1. The most ancient among the ten Attic orators contained in the Alexandrine canon, was a son of Sophilus the Sophist, and born at Rhamnus in Attica in B. C. 480. (Plut. Vit. X. Orat. p. 832b.; Philostrat. Vit. Soph. 1.15.1; Phot. Cod. p. 485; Suid. s.v. Eudoc. p. 59.) He was a man of eminent talent and a firm character (Thuc. 8.68; Plut. Nic. 6), and is said to have been educated partly by his father and partly by Pythodorus, while according to others he owed his education to none but himself. When he was a young man, the fame of Gorgias was at its height. The object of Gorgias' sophistical school of oratory was more to dazzle and captivate the hearer by brilliancy of diction and rhetorical artifices than to produce a solid conviction based upon sound arguments; it was, in short, a school for show-speeches, and the practical purposes of oratory in the courts of justice and the popular assembly lay beyond its sphere. Antiphon perceived this deficiency, and formed a higher and more practical view of the art to which he devoted himself; that is, he wished to produce conviction in the minds of the hearers by means of a thorough examination of the subjects proposed, and this not with a view to the narrow limits of the school, but to the courts and the assembly. Hence the ancients call Antiphon the inventor of

public oratory, or state that he raised it to a higher position. (Philostr. Vit. Soph. 1.15.2; Hermog. de Form. Orat. ii. p. 498; comp. Quint. Inst. 3.1.1 ; Diod. apud Clem. Alex. Strom. i. p. 365.) Antiphon was thus the first who regulated practical eloquence by certain theoretical laws, and he opened a school in which he taught rhetoric. Thucydides, the historian, a pupil of Antiphon, speaks of his master with the highest esteem, and many of the excellencies of his style are ascribed by the ancients to the influence of Antiphon. (Schol. ad Thuc. iv. p. 312, ed. Bekker; comp. Dionys. de Comp. Verb. 10.) At the same time, Antiphon occupied himself with writing speeches for others, who delivered them in the courts of justice; and as he was the first who received money for such orations--a practice which subsequently became quite general--he was severely attacked and ridiculed, especially by the comic writers, Plato and Peisander. (Philostr. l.c.; Plut. Vit. X. Orat. p. 833c.) These attacks, however, may also have been owing to his political opinions, for he belonged to the oligarchical party. This unpopularity, together with his own reserved character, prevented his ever appearing as a speaker either in the courts or the assembly; and the only time he spoke in public was in B. C. 411, when he defended himself against the charge of treachery. (Thuc. 8.68 ; Lys. c. Eratosth. p. 427; Cic. Brut. 12.)
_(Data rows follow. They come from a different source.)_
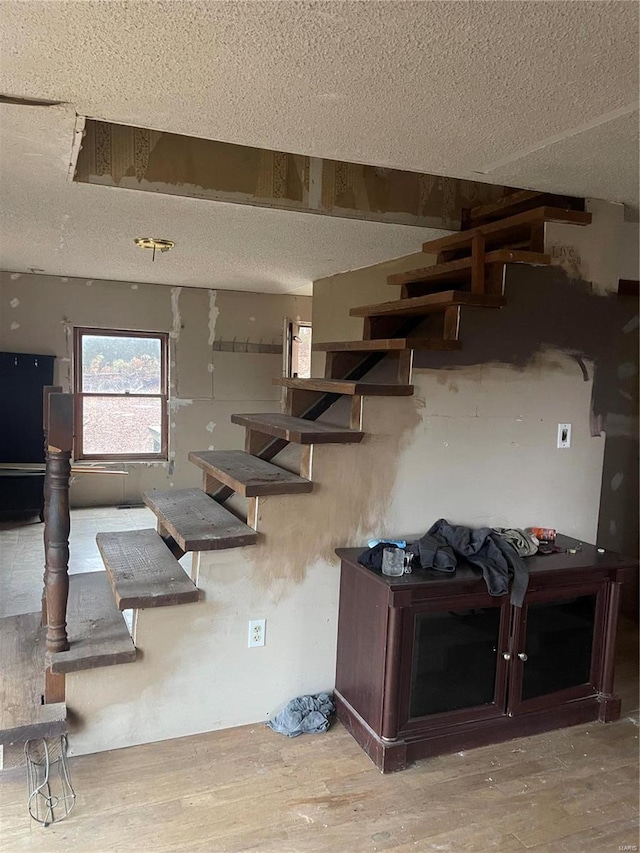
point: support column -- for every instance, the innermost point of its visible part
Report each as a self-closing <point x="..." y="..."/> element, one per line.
<point x="57" y="549"/>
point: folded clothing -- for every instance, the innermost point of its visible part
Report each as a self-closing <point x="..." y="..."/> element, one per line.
<point x="441" y="545"/>
<point x="304" y="715"/>
<point x="525" y="543"/>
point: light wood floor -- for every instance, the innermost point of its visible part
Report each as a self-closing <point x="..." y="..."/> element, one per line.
<point x="249" y="789"/>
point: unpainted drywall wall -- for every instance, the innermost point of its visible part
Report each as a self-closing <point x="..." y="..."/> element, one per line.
<point x="38" y="313"/>
<point x="475" y="444"/>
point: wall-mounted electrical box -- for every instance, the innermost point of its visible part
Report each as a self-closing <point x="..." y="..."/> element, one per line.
<point x="564" y="435"/>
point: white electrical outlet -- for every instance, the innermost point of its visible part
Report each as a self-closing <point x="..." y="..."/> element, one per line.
<point x="257" y="629"/>
<point x="564" y="435"/>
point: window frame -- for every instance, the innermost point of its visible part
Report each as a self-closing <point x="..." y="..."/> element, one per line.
<point x="78" y="398"/>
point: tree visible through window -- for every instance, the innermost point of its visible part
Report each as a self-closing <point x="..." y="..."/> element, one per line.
<point x="120" y="382"/>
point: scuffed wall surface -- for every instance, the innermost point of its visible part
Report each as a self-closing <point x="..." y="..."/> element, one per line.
<point x="475" y="444"/>
<point x="38" y="313"/>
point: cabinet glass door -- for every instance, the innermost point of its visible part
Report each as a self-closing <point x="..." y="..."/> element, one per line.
<point x="558" y="645"/>
<point x="455" y="656"/>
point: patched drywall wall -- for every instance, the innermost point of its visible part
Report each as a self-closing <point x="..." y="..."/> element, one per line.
<point x="38" y="313"/>
<point x="475" y="444"/>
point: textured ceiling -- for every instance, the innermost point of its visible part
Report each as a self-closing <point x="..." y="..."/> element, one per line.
<point x="535" y="94"/>
<point x="52" y="225"/>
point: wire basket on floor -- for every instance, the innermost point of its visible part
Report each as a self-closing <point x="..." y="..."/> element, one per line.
<point x="51" y="795"/>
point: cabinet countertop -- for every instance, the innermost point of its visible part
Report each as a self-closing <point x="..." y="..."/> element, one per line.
<point x="587" y="558"/>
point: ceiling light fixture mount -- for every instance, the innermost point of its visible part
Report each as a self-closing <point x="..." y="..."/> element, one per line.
<point x="154" y="243"/>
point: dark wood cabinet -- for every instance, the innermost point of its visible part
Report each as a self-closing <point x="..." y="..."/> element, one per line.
<point x="431" y="663"/>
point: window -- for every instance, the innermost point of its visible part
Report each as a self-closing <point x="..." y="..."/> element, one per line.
<point x="120" y="384"/>
<point x="297" y="349"/>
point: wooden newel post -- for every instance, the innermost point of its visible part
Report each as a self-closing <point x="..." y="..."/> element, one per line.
<point x="57" y="565"/>
<point x="57" y="519"/>
<point x="48" y="389"/>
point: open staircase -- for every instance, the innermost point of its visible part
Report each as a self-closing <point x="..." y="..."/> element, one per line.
<point x="142" y="568"/>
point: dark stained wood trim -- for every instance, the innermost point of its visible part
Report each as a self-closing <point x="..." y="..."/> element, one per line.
<point x="388" y="345"/>
<point x="495" y="229"/>
<point x="345" y="386"/>
<point x="22" y="682"/>
<point x="198" y="523"/>
<point x="98" y="635"/>
<point x="454" y="269"/>
<point x="57" y="555"/>
<point x="296" y="430"/>
<point x="432" y="302"/>
<point x="142" y="571"/>
<point x="247" y="474"/>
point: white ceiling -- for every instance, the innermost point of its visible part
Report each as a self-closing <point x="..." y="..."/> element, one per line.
<point x="535" y="94"/>
<point x="51" y="225"/>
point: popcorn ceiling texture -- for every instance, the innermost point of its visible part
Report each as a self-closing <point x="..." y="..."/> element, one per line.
<point x="540" y="95"/>
<point x="441" y="87"/>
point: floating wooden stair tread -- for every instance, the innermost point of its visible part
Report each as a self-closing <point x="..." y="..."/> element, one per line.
<point x="22" y="664"/>
<point x="388" y="345"/>
<point x="428" y="304"/>
<point x="248" y="475"/>
<point x="97" y="633"/>
<point x="297" y="430"/>
<point x="142" y="571"/>
<point x="461" y="268"/>
<point x="197" y="522"/>
<point x="516" y="202"/>
<point x="346" y="386"/>
<point x="503" y="228"/>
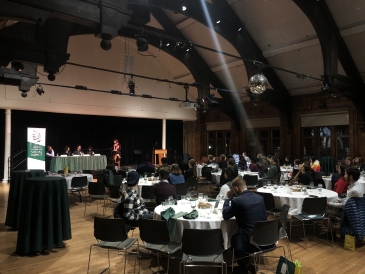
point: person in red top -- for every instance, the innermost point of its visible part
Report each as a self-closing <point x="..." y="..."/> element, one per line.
<point x="341" y="185"/>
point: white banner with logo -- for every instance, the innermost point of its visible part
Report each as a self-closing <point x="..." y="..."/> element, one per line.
<point x="36" y="151"/>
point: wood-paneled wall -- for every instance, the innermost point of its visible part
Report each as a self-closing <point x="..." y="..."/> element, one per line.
<point x="290" y="135"/>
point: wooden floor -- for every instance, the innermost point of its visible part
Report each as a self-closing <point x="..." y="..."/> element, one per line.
<point x="318" y="258"/>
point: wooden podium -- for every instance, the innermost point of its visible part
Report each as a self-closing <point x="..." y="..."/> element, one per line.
<point x="157" y="155"/>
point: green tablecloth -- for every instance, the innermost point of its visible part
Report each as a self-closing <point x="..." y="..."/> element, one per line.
<point x="78" y="163"/>
<point x="16" y="191"/>
<point x="44" y="216"/>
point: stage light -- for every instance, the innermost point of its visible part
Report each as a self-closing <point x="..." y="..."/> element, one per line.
<point x="17" y="66"/>
<point x="40" y="90"/>
<point x="142" y="43"/>
<point x="131" y="86"/>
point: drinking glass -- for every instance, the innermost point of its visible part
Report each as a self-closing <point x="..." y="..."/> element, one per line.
<point x="275" y="187"/>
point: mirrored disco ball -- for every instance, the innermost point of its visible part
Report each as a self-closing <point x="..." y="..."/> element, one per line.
<point x="258" y="83"/>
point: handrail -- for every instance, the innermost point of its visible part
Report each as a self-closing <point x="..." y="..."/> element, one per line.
<point x="12" y="165"/>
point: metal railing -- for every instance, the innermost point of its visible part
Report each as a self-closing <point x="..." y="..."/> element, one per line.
<point x="15" y="160"/>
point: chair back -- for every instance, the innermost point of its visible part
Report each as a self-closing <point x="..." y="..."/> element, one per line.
<point x="154" y="232"/>
<point x="207" y="173"/>
<point x="202" y="242"/>
<point x="284" y="215"/>
<point x="181" y="189"/>
<point x="319" y="181"/>
<point x="114" y="192"/>
<point x="318" y="175"/>
<point x="79" y="182"/>
<point x="96" y="189"/>
<point x="314" y="206"/>
<point x="110" y="230"/>
<point x="268" y="200"/>
<point x="147" y="192"/>
<point x="118" y="180"/>
<point x="265" y="233"/>
<point x="250" y="180"/>
<point x="192" y="182"/>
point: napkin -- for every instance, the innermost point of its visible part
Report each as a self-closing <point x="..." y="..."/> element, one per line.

The history of Antiphon's career as a politician is for the most part involved in great obscurity, which is in a great measure owing to the fact, that Antiphon the orator is frequently confounded by ancient writers with Antiphon the interpreter of signs, and Antiphon the tragic poet. Plutarch (l.c.) and Philostratus (Vit. Soph. 1.15.1) mention some events in which he was engaged, but Thucydides seems to have known nothing about them. The only part of his public life of which the detail is known, is that connected with the revolution of B. C. 411, and the establishment of the oligarchical government of the Four Hundred. The person chiefly instrumental in bringing it about was Peisander; but, according to the express testimony of Thucydides, Antiphon was the man who had done everything to prepare the change, and had drawn up the plan of it. (Comp. Philostr. l.c.; Plut. Vit. X. Orat. p. 832f.) On the overthrow of the oligarchical government six months after its establishment, Antiphon was brought to trial for having attempted to negotiate peace with Sparta, and was condemned to death. His speech in defence of himself is stated by Thucydides (8.68; comp. Cic. Brut. 12) to have been the ablest that was ever made by any man in similar circumstances. It is now lost, but was known to the ancients, and is referred to by Harpocration (s. v. στασιώτης), who calls it λόγος περὶ μεταστάσεως. His property was confiscated, his house razed to the ground, and on the site of it a tablet was erected with the inscription "Antiphon the traitor." His remains were not allowed to be buried in Attic ground, his children, as well as any one who should adopt them, were punished with atimia. (Plut. l.c.)